I actually got to read this Ed Sherman column on the death of the Western as it appeared in the Chicago Tribune. And I wonder how many people at the Tour realize what the "Western Open" name has meant to pro golf? Doesn't matter now.
Officials, using well-rehearsed lines, tried to explain why Chicago golf fans shouldn't feel jilted.
"We really don't look at it as abandoning Chicago," the PGA Tour's Tom Wade said. "We look at it as really upgrading and bringing a top-level, world-class event to Chicago."
How much of an upgrade do we need?
Sure, the September field will be deeper, but Tiger Woods and Vijay Singh are Western Open regulars and Phil Mickelson is an occasional visitor.
Are the crowds, which average in the high 40,000 range on the weekend, going to be substantially bigger because Retief Goosen is in the field?

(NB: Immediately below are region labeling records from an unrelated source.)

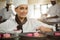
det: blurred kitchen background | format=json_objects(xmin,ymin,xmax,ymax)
[{"xmin": 0, "ymin": 0, "xmax": 60, "ymax": 30}]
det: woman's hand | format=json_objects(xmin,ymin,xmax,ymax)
[
  {"xmin": 3, "ymin": 33, "xmax": 11, "ymax": 38},
  {"xmin": 37, "ymin": 26, "xmax": 52, "ymax": 32}
]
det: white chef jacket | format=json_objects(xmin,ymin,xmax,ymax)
[
  {"xmin": 47, "ymin": 3, "xmax": 60, "ymax": 17},
  {"xmin": 0, "ymin": 5, "xmax": 15, "ymax": 19},
  {"xmin": 0, "ymin": 17, "xmax": 55, "ymax": 32}
]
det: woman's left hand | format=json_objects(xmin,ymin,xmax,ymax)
[{"xmin": 3, "ymin": 33, "xmax": 11, "ymax": 38}]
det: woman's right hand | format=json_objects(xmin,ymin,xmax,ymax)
[{"xmin": 3, "ymin": 33, "xmax": 11, "ymax": 38}]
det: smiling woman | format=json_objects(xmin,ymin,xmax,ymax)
[{"xmin": 0, "ymin": 0, "xmax": 55, "ymax": 39}]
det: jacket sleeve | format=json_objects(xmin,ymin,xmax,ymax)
[{"xmin": 33, "ymin": 20, "xmax": 56, "ymax": 31}]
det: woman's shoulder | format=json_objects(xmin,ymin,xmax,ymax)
[{"xmin": 0, "ymin": 18, "xmax": 17, "ymax": 25}]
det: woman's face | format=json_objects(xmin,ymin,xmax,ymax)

I'd rather see Woods every year and take a pass on Goosen.
The fact is, a strong local sponsor never would have allowed the tournament to be moved.
It remains a mystery why, after Motorola bowed out in 1999, a Chicago-area company never stepped up to support the event.
Now BMW, for a substantial $12 million to $14 million per year investment in sponsor costs, has renamed the tournament. It's hard to see the Western Open name go, but at least Evans Scholars will see a major boost in funding. That's one upgrade we can accept.
It wasn't BMW's decision to rotate tournament locations. That ruling came from the PGA Tour.